India’s largest ever public offering drew anchor investors including Norway’s sovereign wealth fund and the Singaporean government, raising Rs. 56.3 billion ($736 million) ahead of its full initial public offering.

The 123 anchor investors joining Life Insurance Corp. of India’s IPO committed to purchase shares at Rs. 949 ($12.38) each, the top end of a marketed range, according to a stock exchange statement Tuesday.

They include the Norwegian fund and the Singapore government, confirming an earlier report by Bloomberg News, as well as 15 domestic mutual funds accounting for 71% of the anchor allocation.

Orders from retail investors for the listing, which could raise as much as Rs. 210 billion ($2.74 billion) in total, will be taken starting Wednesday.

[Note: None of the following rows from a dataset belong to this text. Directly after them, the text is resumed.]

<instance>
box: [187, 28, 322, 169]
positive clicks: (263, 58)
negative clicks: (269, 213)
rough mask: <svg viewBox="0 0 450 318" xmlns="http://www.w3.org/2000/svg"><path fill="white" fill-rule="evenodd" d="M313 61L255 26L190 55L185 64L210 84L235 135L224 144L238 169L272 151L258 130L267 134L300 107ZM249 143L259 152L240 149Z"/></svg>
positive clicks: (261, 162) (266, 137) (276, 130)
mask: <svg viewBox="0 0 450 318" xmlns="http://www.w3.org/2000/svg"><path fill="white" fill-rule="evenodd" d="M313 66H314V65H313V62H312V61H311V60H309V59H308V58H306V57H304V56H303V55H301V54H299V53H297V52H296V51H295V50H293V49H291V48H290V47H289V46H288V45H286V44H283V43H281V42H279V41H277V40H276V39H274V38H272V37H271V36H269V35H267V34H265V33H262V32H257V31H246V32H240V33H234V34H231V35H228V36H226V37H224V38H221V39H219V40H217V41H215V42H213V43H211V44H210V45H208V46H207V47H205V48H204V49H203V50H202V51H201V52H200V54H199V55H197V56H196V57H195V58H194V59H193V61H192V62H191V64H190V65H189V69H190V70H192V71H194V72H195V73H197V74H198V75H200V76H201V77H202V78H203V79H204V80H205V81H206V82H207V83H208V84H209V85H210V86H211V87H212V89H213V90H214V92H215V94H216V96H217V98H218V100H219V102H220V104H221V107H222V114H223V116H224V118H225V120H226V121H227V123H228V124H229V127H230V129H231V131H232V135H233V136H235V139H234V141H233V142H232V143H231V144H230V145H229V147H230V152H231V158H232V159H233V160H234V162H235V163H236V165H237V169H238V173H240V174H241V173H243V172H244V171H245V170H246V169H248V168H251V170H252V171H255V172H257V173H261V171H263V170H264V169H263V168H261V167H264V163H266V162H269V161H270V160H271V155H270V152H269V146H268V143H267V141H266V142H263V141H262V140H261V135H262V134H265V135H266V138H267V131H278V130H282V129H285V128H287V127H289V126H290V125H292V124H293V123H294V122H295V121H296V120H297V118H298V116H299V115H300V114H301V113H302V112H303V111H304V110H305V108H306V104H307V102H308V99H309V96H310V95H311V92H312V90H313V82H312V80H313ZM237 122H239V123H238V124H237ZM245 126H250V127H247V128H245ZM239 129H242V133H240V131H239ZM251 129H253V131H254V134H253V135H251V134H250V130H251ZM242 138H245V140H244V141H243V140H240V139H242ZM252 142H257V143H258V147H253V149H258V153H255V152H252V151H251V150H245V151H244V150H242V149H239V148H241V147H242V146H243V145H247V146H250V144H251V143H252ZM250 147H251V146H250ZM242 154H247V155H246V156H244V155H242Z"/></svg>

LIC’s IPO, which had previously been touted as India’s Aramco moment in reference to the $29.4 billion listing of Gulf oil giant Saudi Arabian Oil Co., is testing the depth of India’s capital market. While India’s government has pared back its original fundraising goal by about 60% - as the war in Ukraine eroded investor appetite - the offering will still be the nation’s biggest.

Founded in the late 1950s, LIC is the country’s oldest insurer, and had the market to itself until the government opened it up to private competition in 2000. It remains India’s largest insurer with a sales agent in almost every neighbourhood across the country of about 1.4 billion people.

The listing is expected to lure small-town retail investors and loyal policyholders with an emotional attachment to the firm.

LIC has a 60% market share of India’s 24-company-strong life insurance market, but its hold is shrinking as private players chip away at its dominance.